Book Read Free

Rogue Trader

Page 43

by Andy Hoare


  Then, Lucian heard a great commotion from the torpedo deck, and he approached the bulkhead door, cautious all the while. Peering gingerly through the porthole, he could make out only a small area of the bay, for the illumination was inactive, yet he caught an actinic flash to one side, followed an instant later by a great arcing bolt of energy that crossed the deck at the speed of light, grounding itself in the centre of the chamber in an explosive shower of sparks.

  ‘Reactor bleed at optimum, my lord,’ the tech-priest announced, monitoring his dials intently. ‘Output shall remain constant until you order core flow resumed, but I advise against maintaining the output at the expense of primary systems.’

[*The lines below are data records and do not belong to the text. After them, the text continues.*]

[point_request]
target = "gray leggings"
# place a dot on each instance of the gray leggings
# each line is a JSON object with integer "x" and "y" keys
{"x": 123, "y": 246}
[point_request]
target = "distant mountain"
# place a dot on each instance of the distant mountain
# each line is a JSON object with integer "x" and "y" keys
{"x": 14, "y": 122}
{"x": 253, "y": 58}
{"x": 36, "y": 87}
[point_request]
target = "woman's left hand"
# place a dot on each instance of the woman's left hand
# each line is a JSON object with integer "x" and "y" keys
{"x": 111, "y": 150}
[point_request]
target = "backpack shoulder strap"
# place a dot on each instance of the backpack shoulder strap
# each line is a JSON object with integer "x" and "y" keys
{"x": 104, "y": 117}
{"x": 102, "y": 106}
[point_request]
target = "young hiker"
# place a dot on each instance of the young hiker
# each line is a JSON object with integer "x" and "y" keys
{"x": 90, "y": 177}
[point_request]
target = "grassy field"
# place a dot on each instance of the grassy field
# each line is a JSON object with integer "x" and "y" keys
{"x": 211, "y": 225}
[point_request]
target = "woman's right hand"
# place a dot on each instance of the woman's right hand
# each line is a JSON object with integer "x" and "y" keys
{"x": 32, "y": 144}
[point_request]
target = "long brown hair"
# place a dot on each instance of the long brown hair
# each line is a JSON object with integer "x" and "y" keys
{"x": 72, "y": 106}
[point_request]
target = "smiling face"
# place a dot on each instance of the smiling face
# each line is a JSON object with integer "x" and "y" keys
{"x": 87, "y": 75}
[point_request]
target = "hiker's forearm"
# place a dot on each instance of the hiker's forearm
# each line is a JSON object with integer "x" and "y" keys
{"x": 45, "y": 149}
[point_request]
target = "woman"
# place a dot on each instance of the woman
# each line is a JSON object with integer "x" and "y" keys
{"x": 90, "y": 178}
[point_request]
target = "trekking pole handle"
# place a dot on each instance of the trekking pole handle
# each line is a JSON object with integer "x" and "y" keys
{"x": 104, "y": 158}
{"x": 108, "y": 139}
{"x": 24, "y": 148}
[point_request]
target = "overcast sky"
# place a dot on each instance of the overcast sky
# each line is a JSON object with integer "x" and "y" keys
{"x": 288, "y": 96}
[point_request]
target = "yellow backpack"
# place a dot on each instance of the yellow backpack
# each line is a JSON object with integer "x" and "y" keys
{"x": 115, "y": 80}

  ‘Understood,’ said Lucian, peering through the porthole for any sign of movement within. Another flash, and another arc, and a great whining went up from beyond the bulkhead door. The conduits that would have charged a plasma torpedo were discharging their raw power into the chamber. Lucian could tell that the system was straining to maintain the output that was even now scouring the bay with lashing arcs of raw power.

  ‘There!’ Karaldi shrieked, his voice almost drowned out by yet another burst of lightning from within the chamber.

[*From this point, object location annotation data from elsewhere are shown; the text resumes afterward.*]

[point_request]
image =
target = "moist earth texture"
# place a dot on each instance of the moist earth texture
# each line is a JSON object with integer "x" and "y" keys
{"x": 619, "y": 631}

  As Lucian’s eyes recovered from the massive blast, he caught sight of a figure standing in the centre of the torpedo bay. Its body was charred and smoking, the armsman’s uniform incinerated entirely. Despite the apparent injuries done to its stolen body, the creature stood tall, though, as before, its head lolled to one side as if its neck muscles were weakened, and its mouth hung open, bloody drool pouring forth. The arms were held out wide, almost as if to welcome Lucian to him.

  Lucian tore his gaze from the porthole, and turned to address Karaldi.

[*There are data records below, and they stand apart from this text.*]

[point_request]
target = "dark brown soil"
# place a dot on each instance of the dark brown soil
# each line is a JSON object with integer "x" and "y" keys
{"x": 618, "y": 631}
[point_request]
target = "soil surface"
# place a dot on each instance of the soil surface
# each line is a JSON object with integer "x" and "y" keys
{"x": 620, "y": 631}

  ‘The beast lends the flesh unholy vigour, my lord,’ Karaldi said, evidently anticipating Lucian’s question. Lucian suppressed his annoyance at having his surface thoughts read in such a manner.

  ‘My apologies, my lord,’ Karaldi said, his face deadly serious as he contemplated the creature.

  ‘How long can it last?’ Lucian asked. ‘We cannot keep up the output indefinitely.’

  ‘I feel,’ the astropath said, his voice straining and cracked. ‘I feel…it fights… it draws such power.’

  Lucian turned to the tech-priest. ‘Can you increase the core bleed?’

  The tech-priest cast his mechanical eyes over his instruments, mumbling prayers beneath the hood of his crimson robes. Then he raised his head and addressed Lucian. ‘I can, my lord, but to do so I must control the bleed manually.’

  Lucian knew he was asking a great deal of his crew and of his vessel, yet he saw no alternative. If he did not get this creature of the warp off of his ship, he would have no ship, and no crew to man it. He knew that entrusting the core reactor flow to the tech-priest was incredibly risky, for the function was normally controlled by a hundred different, triple redundant cogitators. He scarcely believed a single, human mind could perform such a task, but he knew that the tech-priest would not have made the suggestion were it not true. The servants of the mechanicus might be taciturn and unimaginative, but such traits were, in times such as these, a benefit.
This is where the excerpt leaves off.